Unif. conv. of fx=Σc_n*x^n on |x|<h implies unif. conv. on |x|<=h?

[omyojj]

[SOLVED] unif. conv. of fx=Σc_n*x^n on |x|<h implies unif. conv. on |x|<=h?

my whole question is on the title..uniform convergence of power series..

The answer is yes..how can I prove that? help me lol

and I`d like to know..the existence of limit..

[1 3 5 ''' (2n-1)]/[2 4 6 ''' (2n)] -> ? as n goes infinity..

(sorry for my bad Eng..)

 

[EnumaElish]

Suppose there is no unif. conv. on the closure (|x| < h). What does that imply about the behavior of the function as |x| ---> h (versus at |x| = h)?

 

[rudinreader]

I liked this problem because I hadn't thought about it before and my initial thought was to apply Abel's theorem, but it turned out not to be the thing to do here.

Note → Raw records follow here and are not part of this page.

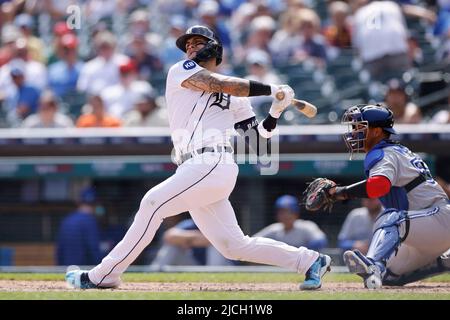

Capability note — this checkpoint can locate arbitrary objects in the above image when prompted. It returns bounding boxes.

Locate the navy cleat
[344,250,386,289]
[300,254,331,290]
[66,270,97,289]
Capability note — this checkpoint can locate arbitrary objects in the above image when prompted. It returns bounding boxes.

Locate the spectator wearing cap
[14,13,47,64]
[128,8,163,52]
[0,38,47,91]
[100,59,153,118]
[0,24,20,67]
[245,50,282,110]
[233,16,276,63]
[385,79,422,123]
[22,90,74,128]
[125,33,163,82]
[323,1,352,48]
[123,90,169,127]
[197,0,231,50]
[47,21,74,65]
[254,195,328,250]
[56,187,101,266]
[48,33,83,100]
[76,94,122,128]
[290,9,328,68]
[338,198,382,254]
[161,15,187,72]
[0,59,41,127]
[77,31,129,94]
[350,0,436,80]
[430,92,450,123]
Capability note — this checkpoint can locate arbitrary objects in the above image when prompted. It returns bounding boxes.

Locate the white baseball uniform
[89,60,319,286]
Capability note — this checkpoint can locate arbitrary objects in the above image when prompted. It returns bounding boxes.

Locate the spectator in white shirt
[22,90,74,128]
[352,0,411,80]
[254,195,328,250]
[100,59,153,118]
[77,31,128,94]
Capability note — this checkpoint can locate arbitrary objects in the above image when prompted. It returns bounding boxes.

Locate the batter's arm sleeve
[181,69,278,97]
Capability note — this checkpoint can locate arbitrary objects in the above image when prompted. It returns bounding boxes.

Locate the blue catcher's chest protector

Fact 1) Suppose f_n -> f uniformly on [a,b), and f_n(b) -> f(b).
prove: f_n -> f uniformly on [a,b].


Fact 2) If f_n is a sequence of continuous functions on [a,b] that converges
uniformly to f(x) on [a,b), then lim f_n(b) exists.

proof:

Fix e > 0.
By uniform convergence, choose N such that such that |f_n(x)-f_m(x)| < e for n,m > N, x in [a,b).
By continuity, |f_n(b)-f_m(b)| = lim |f_n(x)-f_m(x)| <= e.
Hence f_n(b) is Cauchy, thus converges.


Applying 1),2) above, you get:

If f_n is a sequence of continuous functions on [a,b] such that f_n -> f(x) uniformly on [a,b),
then f_n -> f(x) uniformly on [a,b]. (Where in the hypothesis, it is not assumed lim f_n(b) exists.)

(*note: f(b) is defined to be lim f_n(b), in the conclusion of the proof.)

 

[omyojj]

thx much..:)

but after showing that lim f_n(b) exists(f_n Cauchy seq. at x=b)..

isn`t it necessary to show that the limit tends to f(b)=Σc_n b^n??

so |f_n(b)-f(b)| -> 0 as n-> infinity..?

 

[rudinreader]

You have $$f_n(b) = \sum_{i=0}^n c_i b^i$$ is a Cauchy sequence. By definition, $$\sum_{i=0}^\infty c_i b^i$$ is the limit of this sequence. So no, there's nothing to show.

In the above proof, I didn't assume lim f_n(b) existed. Once I showed it existed, of course we have to define f(b) = lim f_n(b). But in the case of power series, that is precisely what the definition of f(x) is.

 

[omyojj]

Got it~! thanks very much for saving me!